Mountain and the Sherpa Worldview, an article by Mahesh Paudyal

Mountain and the Sherpa Worldview

Written by Mahesh Paudyal 


The thrill of transgressing into a region considered ‘dangerous’ or naturally ‘out-of-bound’ for man has always fascinated the daring and adventurous humankind. An unknown drive for playing with danger is the principle that drives the adventure industry that is a million dollar worth industry across the world today. Ever since the onset of the human civilization, man has been inventing ways to conquer the ‘unconquerable’. Man taming wild and dangerous animals and reptiles, climbing mountains, faring into the sea, falling off the sky on a parachute, flying into the outer space and conquering the frigid north and south poles etc. are among the most fascinating adventure activities the human race has taken up as a thrilling pastime, and mountaineering is one of the oldest of such pastimes.

In fact, why man loves to conquer dangerous zones, like the ones cited above, has an underpinning philosophy. If the action is not rooted on need and sustenance, and is purely driven by adventurous motif, the philosophy is consumeristic. It means the dangerous zone out there challenges man’s masculinity, and out of vanity, he resorts to the sport to conquer the virtually unconquerable and to prove the primacy of his masculinity. This view is totally anthropocentric, and does little good to nature and its pristineness.

Another philosophy that explains man’s advent into the zones of danger pertains to the idea of subsistence. Communities traditionally living in and around those zones enter the dangerous realms to collect resources or to earn money to run their lives.
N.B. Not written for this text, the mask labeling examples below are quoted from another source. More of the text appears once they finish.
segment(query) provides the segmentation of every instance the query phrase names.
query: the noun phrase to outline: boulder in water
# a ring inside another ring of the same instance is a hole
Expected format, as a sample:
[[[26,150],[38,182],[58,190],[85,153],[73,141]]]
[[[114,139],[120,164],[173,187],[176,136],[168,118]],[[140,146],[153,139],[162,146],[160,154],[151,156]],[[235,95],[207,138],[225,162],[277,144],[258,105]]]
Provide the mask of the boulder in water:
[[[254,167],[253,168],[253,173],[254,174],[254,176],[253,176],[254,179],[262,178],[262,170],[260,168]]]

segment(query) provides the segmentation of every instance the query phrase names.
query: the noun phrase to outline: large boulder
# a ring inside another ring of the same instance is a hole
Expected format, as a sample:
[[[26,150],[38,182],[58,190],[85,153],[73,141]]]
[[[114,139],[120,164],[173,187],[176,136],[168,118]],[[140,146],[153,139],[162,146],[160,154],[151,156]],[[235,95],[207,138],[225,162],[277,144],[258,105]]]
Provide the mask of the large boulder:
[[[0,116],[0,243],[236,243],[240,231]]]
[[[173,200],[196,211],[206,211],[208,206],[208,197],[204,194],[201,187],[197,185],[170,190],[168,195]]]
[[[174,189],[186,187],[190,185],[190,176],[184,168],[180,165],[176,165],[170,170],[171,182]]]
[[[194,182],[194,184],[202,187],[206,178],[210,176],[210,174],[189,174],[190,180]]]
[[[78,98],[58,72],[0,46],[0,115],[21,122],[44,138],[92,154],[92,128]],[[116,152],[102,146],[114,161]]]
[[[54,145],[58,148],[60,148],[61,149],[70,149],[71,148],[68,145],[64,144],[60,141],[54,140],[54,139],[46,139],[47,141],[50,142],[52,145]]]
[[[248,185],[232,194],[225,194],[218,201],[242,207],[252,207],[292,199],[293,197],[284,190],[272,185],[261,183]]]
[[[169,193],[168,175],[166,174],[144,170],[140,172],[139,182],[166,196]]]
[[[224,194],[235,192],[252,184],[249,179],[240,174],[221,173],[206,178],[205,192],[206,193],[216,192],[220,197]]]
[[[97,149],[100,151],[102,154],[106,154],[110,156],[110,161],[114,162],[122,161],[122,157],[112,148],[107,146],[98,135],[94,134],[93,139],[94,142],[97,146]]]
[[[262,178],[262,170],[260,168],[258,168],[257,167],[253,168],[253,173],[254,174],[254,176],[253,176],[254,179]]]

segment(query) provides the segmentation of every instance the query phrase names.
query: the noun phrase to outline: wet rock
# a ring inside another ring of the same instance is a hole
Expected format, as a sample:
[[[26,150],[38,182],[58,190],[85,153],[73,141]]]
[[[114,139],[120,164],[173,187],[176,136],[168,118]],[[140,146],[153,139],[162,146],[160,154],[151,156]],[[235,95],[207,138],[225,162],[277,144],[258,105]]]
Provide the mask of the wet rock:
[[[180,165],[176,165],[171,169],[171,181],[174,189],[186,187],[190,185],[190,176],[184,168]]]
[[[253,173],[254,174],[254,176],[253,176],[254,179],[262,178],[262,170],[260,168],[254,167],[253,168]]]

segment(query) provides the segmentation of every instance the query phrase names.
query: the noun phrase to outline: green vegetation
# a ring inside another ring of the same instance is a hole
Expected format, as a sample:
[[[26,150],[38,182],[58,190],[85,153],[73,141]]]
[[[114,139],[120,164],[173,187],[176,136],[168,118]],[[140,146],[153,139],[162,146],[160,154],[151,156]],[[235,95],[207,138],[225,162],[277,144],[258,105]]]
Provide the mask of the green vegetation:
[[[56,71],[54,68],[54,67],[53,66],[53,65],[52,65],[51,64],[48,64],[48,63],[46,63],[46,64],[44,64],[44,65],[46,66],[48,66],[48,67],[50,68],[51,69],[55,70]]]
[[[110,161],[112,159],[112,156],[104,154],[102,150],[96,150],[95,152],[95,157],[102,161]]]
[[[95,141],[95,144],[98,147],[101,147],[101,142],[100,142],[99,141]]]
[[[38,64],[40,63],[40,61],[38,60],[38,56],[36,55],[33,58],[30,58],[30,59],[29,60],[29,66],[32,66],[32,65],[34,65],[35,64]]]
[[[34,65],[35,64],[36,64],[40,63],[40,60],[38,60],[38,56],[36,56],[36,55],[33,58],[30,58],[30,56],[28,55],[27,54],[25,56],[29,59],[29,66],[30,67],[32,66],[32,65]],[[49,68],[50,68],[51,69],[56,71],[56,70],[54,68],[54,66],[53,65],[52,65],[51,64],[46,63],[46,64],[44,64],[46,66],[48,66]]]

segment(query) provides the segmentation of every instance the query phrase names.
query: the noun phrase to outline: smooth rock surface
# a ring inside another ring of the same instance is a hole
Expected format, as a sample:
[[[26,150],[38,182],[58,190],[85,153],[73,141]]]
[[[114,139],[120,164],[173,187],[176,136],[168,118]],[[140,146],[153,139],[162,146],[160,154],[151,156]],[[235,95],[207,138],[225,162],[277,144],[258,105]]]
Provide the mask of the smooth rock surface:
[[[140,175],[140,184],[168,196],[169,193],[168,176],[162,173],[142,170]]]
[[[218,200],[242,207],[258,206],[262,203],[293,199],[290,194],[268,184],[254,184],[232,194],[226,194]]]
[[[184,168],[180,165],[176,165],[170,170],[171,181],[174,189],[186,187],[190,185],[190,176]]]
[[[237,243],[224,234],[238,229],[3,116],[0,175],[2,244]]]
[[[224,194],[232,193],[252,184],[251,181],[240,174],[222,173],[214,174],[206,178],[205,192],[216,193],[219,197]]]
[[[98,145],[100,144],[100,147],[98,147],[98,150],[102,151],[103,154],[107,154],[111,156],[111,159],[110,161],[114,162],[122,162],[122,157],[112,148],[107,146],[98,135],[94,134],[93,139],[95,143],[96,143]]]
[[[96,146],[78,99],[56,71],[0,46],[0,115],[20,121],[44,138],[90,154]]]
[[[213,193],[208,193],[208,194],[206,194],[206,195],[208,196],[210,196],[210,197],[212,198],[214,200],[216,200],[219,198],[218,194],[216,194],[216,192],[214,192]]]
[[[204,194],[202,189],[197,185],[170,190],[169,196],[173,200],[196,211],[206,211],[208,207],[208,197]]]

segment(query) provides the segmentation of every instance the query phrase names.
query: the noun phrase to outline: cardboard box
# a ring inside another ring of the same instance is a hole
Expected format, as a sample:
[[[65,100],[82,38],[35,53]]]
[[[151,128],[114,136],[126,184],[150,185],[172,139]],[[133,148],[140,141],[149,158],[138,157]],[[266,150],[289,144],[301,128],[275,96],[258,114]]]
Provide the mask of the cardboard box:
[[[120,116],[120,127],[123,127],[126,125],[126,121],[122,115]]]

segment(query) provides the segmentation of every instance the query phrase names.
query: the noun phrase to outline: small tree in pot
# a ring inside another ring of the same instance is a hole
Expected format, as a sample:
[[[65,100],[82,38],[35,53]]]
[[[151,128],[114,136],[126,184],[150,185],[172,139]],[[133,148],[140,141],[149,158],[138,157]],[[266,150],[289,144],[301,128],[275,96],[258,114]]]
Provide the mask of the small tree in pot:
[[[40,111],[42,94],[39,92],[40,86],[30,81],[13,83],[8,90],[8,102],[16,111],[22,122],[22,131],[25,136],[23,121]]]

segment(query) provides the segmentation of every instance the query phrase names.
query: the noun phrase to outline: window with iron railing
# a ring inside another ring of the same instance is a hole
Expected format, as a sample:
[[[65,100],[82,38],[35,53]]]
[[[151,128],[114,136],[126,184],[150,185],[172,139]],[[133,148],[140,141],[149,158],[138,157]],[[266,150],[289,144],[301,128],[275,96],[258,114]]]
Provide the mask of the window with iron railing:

As for example, a Majhi man entering the river has nothing to do with showing off. In the same way, a chidimar going into the woods to catch birds, or a grass-cutter haunting grasslands and groves with leafy branches in the forest for fodder is driven by the imperatives of subsistence. Mountain climbing is another case in point. The adventurers, coming from outside, tend to step onto the mountain for the thrill of the task, for making name and fame, and for testing and proving their masculinity. One instance of this view comes from the British climber George Mellory, who said, he attempted to climb Mount Everest “because it is there”. He made three attempts to climb Mount Everest, of which, the third attempt claimed his life. Yet, his view allows us an entry into the mind of a consumer, inspired by the idea of radical masculinity.  In an interview given to the New York Times in 1923, Mr. Mallory explained his view in the same article: “Everest is the highest mountain in the world and no person has reached its summit. Its existence is a challenge.”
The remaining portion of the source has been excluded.